Clément Cogitore a remporté le lundi 15 octobre 2018 la 18ème édition du Prix Marcel Duchamp avec l’œuvre The Evil Eye, produite et réalisée par la galerie Eva Hober.
Avec The Evil Eye, Clément Cogitore aborde une relation aux images et aux grands récits fondée sur l’emploi de vidéos issues des banques d’images (Getty, Shutterstock…), grandes pourvoyeuses de formes destinées aux fins publicitaires et télévisuelles les plus diverses. Tournées sur fond vert, elles opèrent une sommation de postures stéréotypées, de gestuelles génériques adaptables à l’envie sur des décors ajoutés en postproduction. Elles participent d’une histoire étonnante des techniques de manipulation et de persuasion des foules, issues des premières théories de la psychologie des masses de Gustave Le Bon à la fin du XIXe siècle et des techniques inventées par Edward Bernays. Ce dernier, d’abord conseiller pour le gouvernement américain en 1916 afin d’obtenir de la population le consentement pour une entrée en guerre impopulaire, fut au service des plus grandes compagnies américaines pour la mise en place des stratégies consuméristes les plus redoutables.

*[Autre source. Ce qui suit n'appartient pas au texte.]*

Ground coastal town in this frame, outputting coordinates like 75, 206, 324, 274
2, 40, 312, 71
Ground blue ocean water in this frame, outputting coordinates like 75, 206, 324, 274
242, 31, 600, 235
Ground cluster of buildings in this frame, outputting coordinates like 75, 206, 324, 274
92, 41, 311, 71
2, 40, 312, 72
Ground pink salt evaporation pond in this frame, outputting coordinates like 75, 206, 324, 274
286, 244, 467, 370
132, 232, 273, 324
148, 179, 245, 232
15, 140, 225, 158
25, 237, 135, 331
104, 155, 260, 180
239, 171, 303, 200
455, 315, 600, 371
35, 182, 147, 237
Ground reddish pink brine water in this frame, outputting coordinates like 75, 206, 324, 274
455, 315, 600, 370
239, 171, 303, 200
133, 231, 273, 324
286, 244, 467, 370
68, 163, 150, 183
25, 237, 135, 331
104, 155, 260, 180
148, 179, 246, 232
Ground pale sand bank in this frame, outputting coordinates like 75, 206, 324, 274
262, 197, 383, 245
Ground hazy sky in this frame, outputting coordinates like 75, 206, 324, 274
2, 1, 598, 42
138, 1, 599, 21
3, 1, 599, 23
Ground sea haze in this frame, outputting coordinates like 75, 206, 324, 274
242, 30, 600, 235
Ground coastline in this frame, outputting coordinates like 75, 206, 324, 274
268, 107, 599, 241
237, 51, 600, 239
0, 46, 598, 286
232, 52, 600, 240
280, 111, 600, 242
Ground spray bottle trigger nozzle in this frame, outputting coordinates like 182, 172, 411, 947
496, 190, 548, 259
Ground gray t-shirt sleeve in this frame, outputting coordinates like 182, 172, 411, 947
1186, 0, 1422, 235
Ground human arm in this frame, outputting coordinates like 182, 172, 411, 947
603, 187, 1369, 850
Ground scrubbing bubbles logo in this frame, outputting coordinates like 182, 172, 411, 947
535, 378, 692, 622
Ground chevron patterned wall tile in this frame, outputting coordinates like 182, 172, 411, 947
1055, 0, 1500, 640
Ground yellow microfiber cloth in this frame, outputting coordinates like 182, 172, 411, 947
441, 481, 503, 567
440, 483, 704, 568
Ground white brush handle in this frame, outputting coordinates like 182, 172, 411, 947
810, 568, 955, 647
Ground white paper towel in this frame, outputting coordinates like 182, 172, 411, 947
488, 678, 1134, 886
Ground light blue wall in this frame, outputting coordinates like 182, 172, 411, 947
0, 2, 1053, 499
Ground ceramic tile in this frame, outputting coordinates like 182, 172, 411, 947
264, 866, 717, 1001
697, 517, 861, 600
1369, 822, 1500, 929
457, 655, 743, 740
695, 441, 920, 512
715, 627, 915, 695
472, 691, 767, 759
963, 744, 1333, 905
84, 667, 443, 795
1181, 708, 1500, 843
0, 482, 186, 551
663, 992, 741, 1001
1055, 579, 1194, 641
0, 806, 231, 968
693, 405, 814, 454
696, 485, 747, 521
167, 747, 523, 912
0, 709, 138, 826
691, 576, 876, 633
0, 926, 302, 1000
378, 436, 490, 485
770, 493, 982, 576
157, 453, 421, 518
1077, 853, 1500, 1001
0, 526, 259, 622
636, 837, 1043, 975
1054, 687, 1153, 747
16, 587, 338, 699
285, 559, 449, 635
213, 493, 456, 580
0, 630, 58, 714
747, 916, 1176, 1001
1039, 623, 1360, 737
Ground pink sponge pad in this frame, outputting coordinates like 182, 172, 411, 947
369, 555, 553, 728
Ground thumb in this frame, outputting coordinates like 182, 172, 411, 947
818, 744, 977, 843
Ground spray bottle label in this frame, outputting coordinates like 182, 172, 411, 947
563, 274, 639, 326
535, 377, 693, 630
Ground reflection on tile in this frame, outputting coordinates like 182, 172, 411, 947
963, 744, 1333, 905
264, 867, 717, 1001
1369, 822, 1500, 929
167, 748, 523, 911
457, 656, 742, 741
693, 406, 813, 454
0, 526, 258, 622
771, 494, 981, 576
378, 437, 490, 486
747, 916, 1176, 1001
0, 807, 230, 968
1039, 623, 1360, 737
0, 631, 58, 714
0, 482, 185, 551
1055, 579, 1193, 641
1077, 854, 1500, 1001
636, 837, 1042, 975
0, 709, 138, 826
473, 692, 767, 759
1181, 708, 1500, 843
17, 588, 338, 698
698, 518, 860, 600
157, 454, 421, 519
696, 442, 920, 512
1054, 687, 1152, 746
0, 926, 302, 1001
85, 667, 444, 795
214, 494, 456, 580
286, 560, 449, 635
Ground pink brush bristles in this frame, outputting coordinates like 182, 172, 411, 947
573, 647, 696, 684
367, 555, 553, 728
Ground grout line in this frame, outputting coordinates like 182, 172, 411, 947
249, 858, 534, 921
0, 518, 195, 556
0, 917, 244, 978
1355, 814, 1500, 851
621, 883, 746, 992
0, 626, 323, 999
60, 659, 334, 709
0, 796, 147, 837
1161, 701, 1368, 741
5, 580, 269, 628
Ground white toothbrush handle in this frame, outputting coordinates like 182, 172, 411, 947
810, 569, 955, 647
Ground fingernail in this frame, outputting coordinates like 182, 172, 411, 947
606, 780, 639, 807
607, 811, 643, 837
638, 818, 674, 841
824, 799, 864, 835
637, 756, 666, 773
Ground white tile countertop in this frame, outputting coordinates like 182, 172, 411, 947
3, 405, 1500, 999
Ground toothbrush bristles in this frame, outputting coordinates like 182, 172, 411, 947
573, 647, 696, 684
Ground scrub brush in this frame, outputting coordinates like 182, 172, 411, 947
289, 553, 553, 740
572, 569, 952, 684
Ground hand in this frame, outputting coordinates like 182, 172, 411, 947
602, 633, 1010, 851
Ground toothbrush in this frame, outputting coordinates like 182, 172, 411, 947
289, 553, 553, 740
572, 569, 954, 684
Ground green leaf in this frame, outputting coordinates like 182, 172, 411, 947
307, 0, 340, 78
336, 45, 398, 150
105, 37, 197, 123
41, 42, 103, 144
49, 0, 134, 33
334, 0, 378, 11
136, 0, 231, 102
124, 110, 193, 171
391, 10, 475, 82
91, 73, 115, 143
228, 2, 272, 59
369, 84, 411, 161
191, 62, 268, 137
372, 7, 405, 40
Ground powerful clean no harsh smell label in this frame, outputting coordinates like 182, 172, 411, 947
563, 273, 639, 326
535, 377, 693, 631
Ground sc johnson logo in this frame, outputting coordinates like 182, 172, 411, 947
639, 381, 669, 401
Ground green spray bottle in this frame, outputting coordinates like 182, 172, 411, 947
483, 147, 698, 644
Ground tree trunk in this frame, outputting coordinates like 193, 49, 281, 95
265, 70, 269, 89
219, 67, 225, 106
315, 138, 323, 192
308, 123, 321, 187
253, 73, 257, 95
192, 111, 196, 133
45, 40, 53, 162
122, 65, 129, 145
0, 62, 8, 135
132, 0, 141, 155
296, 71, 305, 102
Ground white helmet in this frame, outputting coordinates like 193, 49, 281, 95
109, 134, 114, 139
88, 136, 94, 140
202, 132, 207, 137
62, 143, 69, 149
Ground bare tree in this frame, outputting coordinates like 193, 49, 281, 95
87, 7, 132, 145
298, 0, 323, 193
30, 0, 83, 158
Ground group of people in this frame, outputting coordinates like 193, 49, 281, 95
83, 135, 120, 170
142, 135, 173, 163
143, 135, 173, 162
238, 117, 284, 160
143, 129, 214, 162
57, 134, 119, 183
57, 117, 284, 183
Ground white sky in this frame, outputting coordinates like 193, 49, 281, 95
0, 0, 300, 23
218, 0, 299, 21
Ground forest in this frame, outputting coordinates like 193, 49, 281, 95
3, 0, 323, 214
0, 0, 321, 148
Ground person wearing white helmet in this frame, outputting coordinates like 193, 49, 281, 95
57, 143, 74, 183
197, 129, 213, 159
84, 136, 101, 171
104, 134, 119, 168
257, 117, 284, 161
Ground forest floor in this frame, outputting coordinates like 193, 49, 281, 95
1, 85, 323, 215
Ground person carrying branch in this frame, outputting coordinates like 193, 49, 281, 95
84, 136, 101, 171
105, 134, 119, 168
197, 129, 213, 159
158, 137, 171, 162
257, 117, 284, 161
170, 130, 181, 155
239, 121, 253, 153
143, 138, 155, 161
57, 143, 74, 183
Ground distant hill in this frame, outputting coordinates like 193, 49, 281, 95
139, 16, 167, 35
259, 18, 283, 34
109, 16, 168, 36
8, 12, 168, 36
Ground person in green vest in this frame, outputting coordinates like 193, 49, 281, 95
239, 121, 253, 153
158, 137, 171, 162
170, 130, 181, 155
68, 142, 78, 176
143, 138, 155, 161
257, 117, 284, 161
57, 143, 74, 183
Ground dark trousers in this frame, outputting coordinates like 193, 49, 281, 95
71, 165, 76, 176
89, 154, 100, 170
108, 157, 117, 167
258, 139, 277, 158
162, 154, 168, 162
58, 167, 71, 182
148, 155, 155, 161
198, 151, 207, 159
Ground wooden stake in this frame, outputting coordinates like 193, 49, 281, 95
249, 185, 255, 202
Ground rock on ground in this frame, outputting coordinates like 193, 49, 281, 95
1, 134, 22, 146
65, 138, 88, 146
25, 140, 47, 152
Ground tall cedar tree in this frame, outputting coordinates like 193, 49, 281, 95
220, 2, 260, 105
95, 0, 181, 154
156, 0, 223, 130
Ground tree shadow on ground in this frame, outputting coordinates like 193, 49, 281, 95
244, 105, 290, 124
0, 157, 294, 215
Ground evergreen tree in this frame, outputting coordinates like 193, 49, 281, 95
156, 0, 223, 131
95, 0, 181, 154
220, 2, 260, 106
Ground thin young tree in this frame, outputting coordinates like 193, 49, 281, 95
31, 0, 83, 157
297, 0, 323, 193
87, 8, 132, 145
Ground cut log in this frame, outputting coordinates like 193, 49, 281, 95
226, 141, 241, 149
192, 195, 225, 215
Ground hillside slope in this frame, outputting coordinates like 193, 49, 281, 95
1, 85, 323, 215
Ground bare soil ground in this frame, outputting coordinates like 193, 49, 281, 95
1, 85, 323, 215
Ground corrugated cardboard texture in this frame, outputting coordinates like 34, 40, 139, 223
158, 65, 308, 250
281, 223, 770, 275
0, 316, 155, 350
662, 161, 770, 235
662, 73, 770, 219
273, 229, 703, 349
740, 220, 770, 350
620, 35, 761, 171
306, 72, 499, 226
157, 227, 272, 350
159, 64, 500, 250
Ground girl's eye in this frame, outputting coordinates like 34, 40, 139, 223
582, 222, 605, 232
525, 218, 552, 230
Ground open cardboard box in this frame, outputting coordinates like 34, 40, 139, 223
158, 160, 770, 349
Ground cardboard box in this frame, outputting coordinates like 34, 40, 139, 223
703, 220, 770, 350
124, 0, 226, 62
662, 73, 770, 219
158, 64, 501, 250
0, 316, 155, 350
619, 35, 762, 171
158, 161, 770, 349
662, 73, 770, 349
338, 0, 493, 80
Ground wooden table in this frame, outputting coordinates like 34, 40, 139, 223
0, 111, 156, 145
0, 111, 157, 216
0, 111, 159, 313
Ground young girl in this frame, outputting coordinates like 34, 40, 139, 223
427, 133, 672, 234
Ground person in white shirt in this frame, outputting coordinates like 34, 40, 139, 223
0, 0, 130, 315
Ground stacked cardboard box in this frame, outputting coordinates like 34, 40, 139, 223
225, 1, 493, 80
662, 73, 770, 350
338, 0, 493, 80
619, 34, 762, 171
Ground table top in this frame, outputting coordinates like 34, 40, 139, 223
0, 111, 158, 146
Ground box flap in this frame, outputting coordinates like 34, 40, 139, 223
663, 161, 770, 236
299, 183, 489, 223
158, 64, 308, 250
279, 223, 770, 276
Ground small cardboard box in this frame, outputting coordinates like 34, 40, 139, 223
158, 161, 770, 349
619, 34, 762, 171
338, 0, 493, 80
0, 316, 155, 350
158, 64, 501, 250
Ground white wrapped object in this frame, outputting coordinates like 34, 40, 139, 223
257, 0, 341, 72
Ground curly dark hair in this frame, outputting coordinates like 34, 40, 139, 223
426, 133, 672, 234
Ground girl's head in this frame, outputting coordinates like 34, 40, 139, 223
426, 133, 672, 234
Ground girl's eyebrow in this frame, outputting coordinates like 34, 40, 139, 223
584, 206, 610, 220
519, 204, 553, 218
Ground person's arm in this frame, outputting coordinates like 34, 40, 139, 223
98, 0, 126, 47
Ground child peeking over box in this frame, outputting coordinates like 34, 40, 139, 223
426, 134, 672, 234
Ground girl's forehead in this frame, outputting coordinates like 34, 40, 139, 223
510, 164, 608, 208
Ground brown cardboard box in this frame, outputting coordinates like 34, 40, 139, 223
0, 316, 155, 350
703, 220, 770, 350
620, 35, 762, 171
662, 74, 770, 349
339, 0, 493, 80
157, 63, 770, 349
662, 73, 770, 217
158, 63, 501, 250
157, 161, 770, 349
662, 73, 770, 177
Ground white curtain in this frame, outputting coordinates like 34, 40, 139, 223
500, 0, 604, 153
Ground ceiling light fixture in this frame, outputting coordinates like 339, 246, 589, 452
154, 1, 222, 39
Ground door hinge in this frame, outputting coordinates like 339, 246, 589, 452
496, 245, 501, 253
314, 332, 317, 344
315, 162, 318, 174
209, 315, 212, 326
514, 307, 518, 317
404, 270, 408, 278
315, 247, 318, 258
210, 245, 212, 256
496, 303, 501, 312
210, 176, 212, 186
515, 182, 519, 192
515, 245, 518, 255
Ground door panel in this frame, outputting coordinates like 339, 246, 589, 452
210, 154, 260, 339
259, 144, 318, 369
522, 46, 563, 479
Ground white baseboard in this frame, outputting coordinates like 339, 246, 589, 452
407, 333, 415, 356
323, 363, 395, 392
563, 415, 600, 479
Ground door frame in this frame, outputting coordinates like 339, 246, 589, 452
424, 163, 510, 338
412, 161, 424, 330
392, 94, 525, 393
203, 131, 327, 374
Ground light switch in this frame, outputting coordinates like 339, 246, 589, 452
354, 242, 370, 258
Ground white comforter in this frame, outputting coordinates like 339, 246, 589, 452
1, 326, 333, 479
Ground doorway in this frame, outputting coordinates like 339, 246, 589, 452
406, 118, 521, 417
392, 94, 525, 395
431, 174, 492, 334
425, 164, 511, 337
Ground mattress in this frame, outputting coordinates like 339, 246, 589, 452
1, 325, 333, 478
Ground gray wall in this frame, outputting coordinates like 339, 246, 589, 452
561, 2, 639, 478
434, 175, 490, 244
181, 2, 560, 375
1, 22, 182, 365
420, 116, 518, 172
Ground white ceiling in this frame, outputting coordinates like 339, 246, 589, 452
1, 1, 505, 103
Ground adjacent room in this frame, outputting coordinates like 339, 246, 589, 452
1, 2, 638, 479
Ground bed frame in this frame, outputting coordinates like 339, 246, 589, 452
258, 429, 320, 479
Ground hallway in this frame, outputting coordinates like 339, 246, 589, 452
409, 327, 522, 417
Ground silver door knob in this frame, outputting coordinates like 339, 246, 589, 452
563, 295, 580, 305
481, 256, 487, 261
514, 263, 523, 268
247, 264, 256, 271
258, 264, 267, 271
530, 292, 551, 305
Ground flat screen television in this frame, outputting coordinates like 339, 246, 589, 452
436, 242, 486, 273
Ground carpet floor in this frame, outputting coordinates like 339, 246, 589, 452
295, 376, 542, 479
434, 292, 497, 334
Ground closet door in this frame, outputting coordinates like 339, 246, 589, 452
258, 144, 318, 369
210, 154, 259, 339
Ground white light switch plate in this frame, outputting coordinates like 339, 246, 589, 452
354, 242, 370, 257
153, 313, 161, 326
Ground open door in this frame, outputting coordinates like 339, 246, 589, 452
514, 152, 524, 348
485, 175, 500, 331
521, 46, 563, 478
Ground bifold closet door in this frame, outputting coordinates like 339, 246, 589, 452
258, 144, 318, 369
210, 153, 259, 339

Le fond vert, quant à lui, trouve ses sources dans les premières surimpressions expérimentées par Georges Méliès dès la fin du XIXe siècle, avant son emploi intensif en publicité comme au cinéma, avec la vidéo analogique puis avec le numérique.
En procédant à la sommation de ces images sans qualité, surexposées par la puissante luminescence d’un écran de leds monumental, Clément Cogitore révèle la vision dystopique d’un bonheur saturé de sourires, de mouvements de chevelures au ralenti, de beautés artificielles dévitalisées, véritables injonctions hypnotiques destinées à susciter les instincts d’achat les plus inconscients.
Sur les images, une voix de femme adresse à l’être aimé une supplique incantatoire : elle est la voix clamant dans le désert d’un matérialisme totalitaire, voix suppliante, vindicative, prédictive. Entre archaïsmes et récits apocalyptiques actuels, elle accompagne les images d’un chant élégiaque de plainte et de terreur adressé à une humanité en déréliction.
L’œuvre The Evil Eye de Clément Cogitore a été produite et réalisée par la galerie Eva Hober avec le soutien de Noirmontartproduction, Kazak Productions, ARTE, CNAP et Henri Ellam & Associés.